O querido Pico, primo do Pato e filho do seu Borges, também menino, andava num cavalo maravilhoso, enorme, ficava lá em cima, com arreios de atleta de corrida.

Eu vinha da casa do tio João, fui lá e o primo Edilson não estava, não tinha ninguém, só a tia lá dentro, e o encontrei ali pela altura onde morava o seu Nelinho, no lado de lá do estádio do Palmeirense.

Uma discussão boba qualquer, de moleques, que eu não tinha cavalo ou sei lá, e eu disse então esperaí.

Voltei na casa do tio, fui no galpão e pé ante pé roubei uma égua super ligeira que ele tinha. Saí com ela devagar para não acordar os gansos.

Lá fora montei em pelo, sem freio, apenas enrolei uma corda na cara da égua, e fui disputar a corrida com o cavalão do Pico.

Da esquina onde morava o tio, para onde voltamos para dar a partida depois de combinar as regras lá na frente da casa do seu Nelinho, até o clube União Operária, era um retão daqueles.

Um perigo aquilo: rua com pedras, irregular, com buracos, nunca foi pista de corrida, se o cavalo ou égua pisassem mal ficariam aleijados, o sacrifício seria inevitável.

Largamos.

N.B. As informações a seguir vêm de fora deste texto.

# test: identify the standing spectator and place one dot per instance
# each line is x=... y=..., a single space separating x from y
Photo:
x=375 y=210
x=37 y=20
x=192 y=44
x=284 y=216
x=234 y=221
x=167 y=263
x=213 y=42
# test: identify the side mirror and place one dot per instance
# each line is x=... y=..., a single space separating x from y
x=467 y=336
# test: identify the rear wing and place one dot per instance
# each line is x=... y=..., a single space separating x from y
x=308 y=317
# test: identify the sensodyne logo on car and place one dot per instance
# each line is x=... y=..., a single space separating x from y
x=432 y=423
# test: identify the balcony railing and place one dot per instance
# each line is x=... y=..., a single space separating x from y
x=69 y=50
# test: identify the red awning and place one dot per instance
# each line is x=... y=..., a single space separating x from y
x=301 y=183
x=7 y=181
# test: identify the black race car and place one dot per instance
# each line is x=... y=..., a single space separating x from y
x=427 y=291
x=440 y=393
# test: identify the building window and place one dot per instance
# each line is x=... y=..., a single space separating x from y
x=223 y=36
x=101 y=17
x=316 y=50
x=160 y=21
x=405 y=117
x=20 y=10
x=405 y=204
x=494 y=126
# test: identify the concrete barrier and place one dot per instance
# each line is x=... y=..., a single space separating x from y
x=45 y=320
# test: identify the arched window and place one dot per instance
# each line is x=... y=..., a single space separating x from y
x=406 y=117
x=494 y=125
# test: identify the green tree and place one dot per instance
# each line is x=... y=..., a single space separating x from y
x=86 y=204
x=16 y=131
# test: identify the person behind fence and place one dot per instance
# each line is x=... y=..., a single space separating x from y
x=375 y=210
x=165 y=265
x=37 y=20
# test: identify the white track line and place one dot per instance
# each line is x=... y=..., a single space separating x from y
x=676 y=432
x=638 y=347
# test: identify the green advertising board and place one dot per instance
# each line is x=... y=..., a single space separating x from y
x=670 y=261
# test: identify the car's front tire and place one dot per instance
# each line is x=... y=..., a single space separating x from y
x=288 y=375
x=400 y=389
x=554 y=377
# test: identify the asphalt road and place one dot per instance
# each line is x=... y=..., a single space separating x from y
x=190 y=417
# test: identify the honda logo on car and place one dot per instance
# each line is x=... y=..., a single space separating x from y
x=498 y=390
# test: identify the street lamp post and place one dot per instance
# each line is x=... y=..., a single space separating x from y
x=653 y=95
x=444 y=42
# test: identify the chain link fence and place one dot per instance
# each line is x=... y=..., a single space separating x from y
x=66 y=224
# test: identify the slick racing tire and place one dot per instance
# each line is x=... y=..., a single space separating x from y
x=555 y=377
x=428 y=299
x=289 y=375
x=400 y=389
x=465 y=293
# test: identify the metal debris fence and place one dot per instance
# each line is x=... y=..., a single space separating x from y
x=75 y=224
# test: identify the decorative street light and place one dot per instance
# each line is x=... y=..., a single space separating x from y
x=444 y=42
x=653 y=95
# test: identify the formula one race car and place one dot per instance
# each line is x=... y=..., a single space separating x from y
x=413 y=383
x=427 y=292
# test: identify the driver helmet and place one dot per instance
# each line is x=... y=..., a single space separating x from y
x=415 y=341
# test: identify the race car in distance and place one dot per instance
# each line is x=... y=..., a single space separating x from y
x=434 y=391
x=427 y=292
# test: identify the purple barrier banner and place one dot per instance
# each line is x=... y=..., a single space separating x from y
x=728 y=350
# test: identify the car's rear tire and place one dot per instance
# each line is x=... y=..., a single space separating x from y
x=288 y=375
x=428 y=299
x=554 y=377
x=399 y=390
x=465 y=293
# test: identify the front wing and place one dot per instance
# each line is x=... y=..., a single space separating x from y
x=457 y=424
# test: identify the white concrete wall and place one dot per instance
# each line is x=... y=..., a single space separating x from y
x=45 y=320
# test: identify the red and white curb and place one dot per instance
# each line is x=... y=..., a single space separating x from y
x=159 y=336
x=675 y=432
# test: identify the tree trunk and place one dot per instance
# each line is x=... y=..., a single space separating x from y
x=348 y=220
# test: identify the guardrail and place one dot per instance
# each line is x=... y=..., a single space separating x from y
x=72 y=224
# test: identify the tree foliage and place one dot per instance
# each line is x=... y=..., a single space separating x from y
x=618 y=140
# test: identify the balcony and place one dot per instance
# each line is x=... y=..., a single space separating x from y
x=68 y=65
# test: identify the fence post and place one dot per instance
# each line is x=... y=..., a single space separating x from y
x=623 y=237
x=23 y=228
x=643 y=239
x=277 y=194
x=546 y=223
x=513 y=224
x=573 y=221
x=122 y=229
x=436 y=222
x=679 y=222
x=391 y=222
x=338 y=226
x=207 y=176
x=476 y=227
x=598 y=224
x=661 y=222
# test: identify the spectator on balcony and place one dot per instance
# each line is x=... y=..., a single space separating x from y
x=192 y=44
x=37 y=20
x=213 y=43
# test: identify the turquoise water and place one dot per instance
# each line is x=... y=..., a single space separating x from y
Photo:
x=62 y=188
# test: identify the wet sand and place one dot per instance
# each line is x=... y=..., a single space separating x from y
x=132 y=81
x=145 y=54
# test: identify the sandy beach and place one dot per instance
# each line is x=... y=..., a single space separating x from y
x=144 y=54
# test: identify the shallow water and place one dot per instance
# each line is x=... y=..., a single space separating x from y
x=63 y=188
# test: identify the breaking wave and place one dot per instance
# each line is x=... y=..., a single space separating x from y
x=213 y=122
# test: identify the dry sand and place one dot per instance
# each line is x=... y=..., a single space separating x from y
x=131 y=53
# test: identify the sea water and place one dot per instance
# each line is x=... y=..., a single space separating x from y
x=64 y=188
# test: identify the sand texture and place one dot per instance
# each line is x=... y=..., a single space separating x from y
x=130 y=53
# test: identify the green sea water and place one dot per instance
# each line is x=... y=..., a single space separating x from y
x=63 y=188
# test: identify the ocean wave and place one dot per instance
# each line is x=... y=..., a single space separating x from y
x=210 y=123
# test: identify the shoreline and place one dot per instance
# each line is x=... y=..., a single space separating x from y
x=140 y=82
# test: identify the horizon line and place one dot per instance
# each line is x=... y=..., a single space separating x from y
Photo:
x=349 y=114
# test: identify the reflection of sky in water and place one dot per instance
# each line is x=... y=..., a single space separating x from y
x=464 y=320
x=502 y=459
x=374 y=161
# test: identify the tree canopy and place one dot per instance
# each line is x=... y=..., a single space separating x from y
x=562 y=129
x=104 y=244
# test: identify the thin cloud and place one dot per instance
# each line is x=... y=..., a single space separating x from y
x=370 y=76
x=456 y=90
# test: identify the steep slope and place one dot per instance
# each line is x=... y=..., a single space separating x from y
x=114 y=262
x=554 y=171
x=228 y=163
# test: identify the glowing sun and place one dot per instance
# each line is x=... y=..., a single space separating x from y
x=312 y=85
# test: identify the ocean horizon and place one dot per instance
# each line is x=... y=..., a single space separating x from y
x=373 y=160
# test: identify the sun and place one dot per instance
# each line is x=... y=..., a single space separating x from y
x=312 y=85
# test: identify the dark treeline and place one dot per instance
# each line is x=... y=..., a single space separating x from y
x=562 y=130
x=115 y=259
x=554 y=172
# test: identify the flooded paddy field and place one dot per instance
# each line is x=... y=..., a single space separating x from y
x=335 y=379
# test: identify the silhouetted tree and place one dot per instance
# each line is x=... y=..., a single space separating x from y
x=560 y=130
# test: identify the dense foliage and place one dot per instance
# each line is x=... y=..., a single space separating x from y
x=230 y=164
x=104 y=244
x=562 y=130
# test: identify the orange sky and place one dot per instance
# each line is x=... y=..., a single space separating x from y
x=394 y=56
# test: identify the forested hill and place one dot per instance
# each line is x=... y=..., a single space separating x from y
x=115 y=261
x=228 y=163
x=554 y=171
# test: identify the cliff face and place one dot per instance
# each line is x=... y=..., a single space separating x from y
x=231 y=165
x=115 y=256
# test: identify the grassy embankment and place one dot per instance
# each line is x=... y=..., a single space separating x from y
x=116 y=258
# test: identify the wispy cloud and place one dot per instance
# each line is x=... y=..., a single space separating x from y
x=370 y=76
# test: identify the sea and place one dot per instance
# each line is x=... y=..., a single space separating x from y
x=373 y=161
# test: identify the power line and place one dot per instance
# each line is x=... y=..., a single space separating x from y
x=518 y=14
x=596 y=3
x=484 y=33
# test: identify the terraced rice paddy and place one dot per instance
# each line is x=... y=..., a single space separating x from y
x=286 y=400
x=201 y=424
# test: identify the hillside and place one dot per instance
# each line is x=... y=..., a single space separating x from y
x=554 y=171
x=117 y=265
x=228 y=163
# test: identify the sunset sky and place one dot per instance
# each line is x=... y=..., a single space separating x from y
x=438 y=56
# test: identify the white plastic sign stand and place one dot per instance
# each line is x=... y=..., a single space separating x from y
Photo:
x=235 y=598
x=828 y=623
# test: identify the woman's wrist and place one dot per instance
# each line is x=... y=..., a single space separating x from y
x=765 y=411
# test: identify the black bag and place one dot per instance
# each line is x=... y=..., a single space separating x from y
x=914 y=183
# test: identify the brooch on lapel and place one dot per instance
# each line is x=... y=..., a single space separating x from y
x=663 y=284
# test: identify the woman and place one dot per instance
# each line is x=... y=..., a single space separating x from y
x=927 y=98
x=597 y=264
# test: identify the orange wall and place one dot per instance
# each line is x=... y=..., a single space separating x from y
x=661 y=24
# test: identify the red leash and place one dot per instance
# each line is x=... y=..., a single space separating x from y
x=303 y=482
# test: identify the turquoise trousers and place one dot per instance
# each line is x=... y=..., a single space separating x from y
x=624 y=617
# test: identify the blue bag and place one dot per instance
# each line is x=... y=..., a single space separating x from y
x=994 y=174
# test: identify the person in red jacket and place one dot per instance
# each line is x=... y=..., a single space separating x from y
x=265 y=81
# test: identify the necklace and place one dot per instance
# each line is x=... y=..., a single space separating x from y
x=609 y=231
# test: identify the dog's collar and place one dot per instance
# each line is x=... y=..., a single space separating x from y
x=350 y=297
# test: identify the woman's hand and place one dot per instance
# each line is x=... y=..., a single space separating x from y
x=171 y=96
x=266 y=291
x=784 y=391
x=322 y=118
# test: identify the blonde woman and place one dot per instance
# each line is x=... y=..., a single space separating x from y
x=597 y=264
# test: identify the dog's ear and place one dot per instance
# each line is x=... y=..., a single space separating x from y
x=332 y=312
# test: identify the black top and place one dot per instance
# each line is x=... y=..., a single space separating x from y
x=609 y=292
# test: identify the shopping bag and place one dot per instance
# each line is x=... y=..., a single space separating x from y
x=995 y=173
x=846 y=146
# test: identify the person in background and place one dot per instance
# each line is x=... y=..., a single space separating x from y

Lá pela metade em alta velocidade perdi o controle da égua desenfreada, a corda que servia de bridão não adiantava e larguei, quase voei de cima dela, "louco pra se matar".

Perdi por una cabeza, o Pico era ginete, e teimava que foi por meio corpo, a minha montaria foi parar uma quadra depois do União. Pouca prática eu, larguei atrás, quando vi ele estava uns dez metros à frente. Como diz o Edilson, que conhecia a égua, que era um espanto de veloz, ele puto da cara comigo: "Aquela até maneada ganhava do pangaré do Pico".

Anos depois o Pico ficou meu camarada para sempre, afinal tínhamos feito arte juntos. Eu agradeço aos céus por não ter morrido, em pelo e sem estribo, me segurando nas crinas da égua.

E o inocente aqui achando que o tio não ficaria sabendo. A rua inteira vendo a corrida, com um piá de juiz para dar o sinal de partida, outro juiz para julgar a chegada na esquina do União, um bando de piás na torcida, ora se alguém não iria contar para os mais velhos.


Não sei por que, mas não apanhei em casa depois, o tio e o pai no fundo estavam mais brabos porque perdi, mas o que ouvi de recriminações... melhor se tivesse apanhado.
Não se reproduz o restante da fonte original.